There is no one path to follow or one best strategy to employ to optimize revenues within a nuclear cardiology practice during this slow economic drag. Practices of all sizes and volumes are being forced to make difficult decisions regarding equipment and supply purchases, imaging protocol utilization and practice management, in terms of remaining independent or be absorbed by a hospital system. The bottom line is, the cost of providing nuclear imaging services within an office-based cardiology practice has gone up and practices are doing more with less, while striving to maintain high-quality patient services.

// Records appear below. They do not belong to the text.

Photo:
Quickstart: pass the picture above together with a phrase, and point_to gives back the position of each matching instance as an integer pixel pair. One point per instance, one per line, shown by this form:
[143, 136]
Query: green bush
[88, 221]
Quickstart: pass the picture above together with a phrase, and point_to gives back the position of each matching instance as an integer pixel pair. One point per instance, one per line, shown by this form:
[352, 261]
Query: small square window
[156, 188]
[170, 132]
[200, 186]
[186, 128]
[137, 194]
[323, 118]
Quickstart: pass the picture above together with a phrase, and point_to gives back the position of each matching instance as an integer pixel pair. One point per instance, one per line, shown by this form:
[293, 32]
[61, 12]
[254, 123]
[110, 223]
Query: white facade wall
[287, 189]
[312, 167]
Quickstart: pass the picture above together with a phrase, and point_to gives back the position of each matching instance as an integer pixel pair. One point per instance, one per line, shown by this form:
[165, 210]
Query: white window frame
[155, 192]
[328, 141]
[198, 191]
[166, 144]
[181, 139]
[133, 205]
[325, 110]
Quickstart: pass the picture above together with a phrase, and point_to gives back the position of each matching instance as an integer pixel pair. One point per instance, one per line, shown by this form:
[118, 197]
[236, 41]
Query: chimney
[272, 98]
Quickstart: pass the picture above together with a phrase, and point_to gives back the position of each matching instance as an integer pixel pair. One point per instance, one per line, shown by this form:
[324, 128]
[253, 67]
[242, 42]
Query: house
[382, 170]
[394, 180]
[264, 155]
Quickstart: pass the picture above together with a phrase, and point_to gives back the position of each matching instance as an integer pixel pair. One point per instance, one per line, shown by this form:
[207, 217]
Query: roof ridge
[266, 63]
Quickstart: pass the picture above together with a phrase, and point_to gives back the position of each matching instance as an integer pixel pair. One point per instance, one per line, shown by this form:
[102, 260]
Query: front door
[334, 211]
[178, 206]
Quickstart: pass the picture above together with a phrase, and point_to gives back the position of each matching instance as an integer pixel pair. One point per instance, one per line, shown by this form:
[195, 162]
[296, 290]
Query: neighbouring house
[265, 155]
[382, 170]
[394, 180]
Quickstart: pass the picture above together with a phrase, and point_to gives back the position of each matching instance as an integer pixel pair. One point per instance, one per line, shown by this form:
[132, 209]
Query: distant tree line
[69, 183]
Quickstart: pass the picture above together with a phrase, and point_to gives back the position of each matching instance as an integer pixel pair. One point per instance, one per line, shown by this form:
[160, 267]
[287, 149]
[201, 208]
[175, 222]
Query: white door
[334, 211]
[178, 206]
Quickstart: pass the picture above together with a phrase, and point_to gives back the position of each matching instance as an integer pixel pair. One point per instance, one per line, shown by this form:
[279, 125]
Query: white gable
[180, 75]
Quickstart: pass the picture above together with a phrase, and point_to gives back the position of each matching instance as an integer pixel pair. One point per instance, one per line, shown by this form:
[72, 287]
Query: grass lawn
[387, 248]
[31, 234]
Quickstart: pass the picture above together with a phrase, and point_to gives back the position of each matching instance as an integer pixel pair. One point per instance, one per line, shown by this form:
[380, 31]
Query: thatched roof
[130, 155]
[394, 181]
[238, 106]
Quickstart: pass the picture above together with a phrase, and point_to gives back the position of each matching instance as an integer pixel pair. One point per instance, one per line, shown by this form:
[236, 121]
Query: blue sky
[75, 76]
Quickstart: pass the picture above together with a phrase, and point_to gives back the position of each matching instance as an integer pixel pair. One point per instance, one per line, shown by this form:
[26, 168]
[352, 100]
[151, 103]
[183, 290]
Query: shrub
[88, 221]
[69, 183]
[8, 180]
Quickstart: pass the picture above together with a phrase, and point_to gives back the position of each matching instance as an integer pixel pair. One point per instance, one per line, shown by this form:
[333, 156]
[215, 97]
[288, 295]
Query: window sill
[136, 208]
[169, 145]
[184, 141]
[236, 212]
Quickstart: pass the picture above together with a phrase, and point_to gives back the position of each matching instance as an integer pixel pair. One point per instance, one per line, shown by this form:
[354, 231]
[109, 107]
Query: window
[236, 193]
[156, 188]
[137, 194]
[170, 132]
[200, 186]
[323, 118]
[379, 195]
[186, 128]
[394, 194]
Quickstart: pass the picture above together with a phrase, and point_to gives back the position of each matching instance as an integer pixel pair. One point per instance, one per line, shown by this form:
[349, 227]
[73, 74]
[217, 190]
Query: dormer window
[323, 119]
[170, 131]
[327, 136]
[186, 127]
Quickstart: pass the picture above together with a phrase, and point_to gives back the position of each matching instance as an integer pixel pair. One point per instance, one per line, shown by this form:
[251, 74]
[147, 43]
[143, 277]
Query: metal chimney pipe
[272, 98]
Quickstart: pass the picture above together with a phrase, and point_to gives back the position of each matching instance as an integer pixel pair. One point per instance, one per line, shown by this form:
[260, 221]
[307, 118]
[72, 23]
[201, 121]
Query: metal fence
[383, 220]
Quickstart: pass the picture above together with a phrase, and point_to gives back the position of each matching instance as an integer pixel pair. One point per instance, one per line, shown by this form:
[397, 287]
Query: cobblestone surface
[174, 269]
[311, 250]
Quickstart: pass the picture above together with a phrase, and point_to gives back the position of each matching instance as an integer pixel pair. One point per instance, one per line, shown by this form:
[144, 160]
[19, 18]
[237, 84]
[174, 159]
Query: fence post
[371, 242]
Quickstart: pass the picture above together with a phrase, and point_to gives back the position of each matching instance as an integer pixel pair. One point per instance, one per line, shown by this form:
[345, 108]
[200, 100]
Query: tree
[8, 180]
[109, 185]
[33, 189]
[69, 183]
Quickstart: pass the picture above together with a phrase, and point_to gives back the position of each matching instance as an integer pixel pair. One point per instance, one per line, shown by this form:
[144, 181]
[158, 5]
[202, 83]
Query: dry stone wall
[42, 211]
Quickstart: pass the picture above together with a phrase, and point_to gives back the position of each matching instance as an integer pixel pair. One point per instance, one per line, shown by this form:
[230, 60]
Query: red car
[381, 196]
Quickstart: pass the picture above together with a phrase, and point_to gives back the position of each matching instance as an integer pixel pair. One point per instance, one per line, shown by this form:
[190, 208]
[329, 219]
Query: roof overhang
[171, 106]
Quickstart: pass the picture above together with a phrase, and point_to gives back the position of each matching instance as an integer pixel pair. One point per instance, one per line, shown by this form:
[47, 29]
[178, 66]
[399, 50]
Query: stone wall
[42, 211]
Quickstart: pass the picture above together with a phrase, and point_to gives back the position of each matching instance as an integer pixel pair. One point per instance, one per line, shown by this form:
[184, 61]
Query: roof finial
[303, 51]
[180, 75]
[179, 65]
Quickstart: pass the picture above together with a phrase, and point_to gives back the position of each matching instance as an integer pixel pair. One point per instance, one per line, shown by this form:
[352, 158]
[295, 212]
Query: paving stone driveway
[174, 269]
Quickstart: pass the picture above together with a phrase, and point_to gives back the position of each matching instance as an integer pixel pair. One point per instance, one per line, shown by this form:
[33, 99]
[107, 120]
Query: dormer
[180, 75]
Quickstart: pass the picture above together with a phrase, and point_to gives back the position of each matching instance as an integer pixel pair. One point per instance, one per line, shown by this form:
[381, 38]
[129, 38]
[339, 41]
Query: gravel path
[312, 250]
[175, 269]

Software Program Vies to Replace RBMs
Researchers downloaded the appropriateness criteria for SPECT MPI into a program that sorted through a database of more than 6,000 patients referred to six community practices. They reported the study at the 2009 American College of Cardiology meeting in March.

The software, essentially intended to replace radiology business managers (RBMs) as gatekeepers for appropriate imaging, determined that two-thirds of the SPECT studies were appropriate, 13 percent inappropriate, and the rest either uncertain or undetermined. The most common instance of inappropriate testing (44 percent) was in asymptomatic, low-risk patients.

Lead investigator Robert C. Hendel, MD, from Midwest Heart Specialists in Winfield, Ill., concluded that “self-referral is not the key issue,” as the study “demonstrated that physicians outside cardiologists’ offices more often prescribe inappropriate testing.”

Researchers also concluded that with such a program as they used in the study, cardiologists can be the gatekeepers to ensure “the right test is ordered for the right person,” eliminating the need for RBMs.